After retiring in 2015 to start a new chapter of his life, he created a small, independent publishing company called Longship Press. “As a teacher of literature, I came to understand that the treasure offered by fine books was invaluable, incalculable,” explained Tjernell. He found great use for the knowledge accumulated over his years of teaching and credits COM’s rich environment with the success of his most recent venture.
Along with other works, Longship Press publishes the literary journal Nostos.

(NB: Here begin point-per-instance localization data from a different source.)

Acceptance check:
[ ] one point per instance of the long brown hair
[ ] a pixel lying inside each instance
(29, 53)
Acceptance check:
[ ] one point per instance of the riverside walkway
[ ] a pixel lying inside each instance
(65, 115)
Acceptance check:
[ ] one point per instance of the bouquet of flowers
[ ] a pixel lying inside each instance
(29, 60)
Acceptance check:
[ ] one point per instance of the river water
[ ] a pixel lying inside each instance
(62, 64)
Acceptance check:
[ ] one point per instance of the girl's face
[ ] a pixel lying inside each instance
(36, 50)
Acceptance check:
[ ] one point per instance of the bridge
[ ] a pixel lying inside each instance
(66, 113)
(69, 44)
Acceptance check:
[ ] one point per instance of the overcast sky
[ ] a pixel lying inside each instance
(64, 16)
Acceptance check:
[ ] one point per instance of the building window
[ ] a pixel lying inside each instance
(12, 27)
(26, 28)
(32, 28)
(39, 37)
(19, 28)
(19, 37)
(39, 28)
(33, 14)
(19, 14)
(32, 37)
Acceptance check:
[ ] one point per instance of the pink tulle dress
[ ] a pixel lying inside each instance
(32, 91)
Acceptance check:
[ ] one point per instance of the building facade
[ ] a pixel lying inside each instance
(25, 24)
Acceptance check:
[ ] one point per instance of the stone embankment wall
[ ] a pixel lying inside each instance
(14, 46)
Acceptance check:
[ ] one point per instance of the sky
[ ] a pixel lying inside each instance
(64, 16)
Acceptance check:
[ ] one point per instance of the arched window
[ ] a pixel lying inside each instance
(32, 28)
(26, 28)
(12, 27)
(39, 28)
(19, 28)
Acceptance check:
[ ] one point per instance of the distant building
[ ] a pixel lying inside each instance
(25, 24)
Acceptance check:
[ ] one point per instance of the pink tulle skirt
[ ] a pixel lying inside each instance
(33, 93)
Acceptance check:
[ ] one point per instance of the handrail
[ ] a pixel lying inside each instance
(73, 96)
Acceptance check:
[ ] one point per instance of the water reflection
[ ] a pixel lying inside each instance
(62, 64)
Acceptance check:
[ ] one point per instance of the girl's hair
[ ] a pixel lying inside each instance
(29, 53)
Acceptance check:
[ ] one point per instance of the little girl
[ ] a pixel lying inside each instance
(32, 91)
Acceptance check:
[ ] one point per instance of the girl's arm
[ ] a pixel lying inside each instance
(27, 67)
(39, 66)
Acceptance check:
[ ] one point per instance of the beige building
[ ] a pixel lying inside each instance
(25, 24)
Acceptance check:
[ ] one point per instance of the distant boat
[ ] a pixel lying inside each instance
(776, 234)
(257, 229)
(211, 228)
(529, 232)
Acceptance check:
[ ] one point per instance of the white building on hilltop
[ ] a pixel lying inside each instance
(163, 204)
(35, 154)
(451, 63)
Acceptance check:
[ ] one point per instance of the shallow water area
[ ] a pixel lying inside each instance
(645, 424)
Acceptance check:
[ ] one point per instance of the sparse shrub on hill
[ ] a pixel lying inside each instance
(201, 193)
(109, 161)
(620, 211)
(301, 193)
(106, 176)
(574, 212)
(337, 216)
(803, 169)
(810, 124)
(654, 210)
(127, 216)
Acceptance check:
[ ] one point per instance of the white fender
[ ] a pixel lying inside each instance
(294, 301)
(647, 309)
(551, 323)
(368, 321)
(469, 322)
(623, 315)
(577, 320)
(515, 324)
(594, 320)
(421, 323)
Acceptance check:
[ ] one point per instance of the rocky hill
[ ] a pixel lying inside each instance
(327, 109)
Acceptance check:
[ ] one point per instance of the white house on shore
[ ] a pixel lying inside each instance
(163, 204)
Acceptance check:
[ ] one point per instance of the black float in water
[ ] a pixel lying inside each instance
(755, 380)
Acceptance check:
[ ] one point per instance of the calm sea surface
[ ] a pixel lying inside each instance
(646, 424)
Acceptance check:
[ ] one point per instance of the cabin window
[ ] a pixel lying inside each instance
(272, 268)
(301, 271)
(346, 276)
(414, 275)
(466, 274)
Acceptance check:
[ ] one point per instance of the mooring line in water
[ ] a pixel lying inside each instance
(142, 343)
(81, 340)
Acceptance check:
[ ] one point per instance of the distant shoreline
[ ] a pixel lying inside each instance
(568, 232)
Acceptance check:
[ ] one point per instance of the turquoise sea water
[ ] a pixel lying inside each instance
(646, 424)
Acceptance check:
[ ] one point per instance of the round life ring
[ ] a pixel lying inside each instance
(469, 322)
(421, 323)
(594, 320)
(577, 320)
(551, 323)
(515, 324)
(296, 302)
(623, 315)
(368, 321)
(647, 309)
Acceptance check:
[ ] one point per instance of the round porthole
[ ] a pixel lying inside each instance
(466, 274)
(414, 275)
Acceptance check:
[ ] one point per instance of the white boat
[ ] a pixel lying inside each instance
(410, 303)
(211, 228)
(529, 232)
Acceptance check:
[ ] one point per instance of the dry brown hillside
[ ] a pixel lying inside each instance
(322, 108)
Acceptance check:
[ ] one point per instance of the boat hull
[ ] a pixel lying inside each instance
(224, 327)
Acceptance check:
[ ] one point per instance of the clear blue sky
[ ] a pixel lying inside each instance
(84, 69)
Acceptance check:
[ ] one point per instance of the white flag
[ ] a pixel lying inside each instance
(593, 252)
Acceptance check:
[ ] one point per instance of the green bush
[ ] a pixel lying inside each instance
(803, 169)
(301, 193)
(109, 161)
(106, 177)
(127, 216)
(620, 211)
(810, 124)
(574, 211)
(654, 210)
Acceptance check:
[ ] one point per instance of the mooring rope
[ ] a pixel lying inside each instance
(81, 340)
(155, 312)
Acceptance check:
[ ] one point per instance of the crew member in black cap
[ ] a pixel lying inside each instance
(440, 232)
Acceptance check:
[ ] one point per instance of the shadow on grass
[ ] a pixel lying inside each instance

In the initial six issues, the journal included works by at least five current and retired COM faculty members.
Dianne O’Donnelley, an employee in COM’s Mathematics and Sciences Department, began coming across painted rocks on her walks in spring 2018. This added new intrigue to her outings and led her to start the Facebook group #MarinRocks to create, paint, and release the rocks for her community to share and enjoy.
Before the stay at home order, O’Donnelley was always on the lookout for places to release rocks while walking around campus. “I prefer saying release rather than hide, because I want people to find them,” said O’Donnelley. “Though I really love all aspects of the project—from painting the rocks, to releasing the rocks, to sharing them—the part that gives me the most joy is when someone finds a rock I’ve painted and posts about it online.”
Crafting has filled a greater need during these challenging times. “I’ve been able to respond to what is happening around us by painting messages and pictures I thought others would find encouraging during these tough times, including a series of rocks saying thank you to healthcare workers, and some ‘stay safe, stay home’ rocks,” said O’Donnelley.
“We sometimes, especially as adults, don’t give ourselves permission to do fun, potentially messy stuff that isn’t for something.” The #MarinRocks Facebook page has info on how to get started. “It is anxiety relieving. It is fun! And, if you do that and can share it with other people, that makes it even better.”
According to O’Donnelley, the process often leads to unexpected connections. “It seems as if the rocks have a way of finding the right person at the right time.”
Clarification: In the Building Racial Equity section, the article was updated to clarify that COM developed learning communities rather than the IDEA Committee.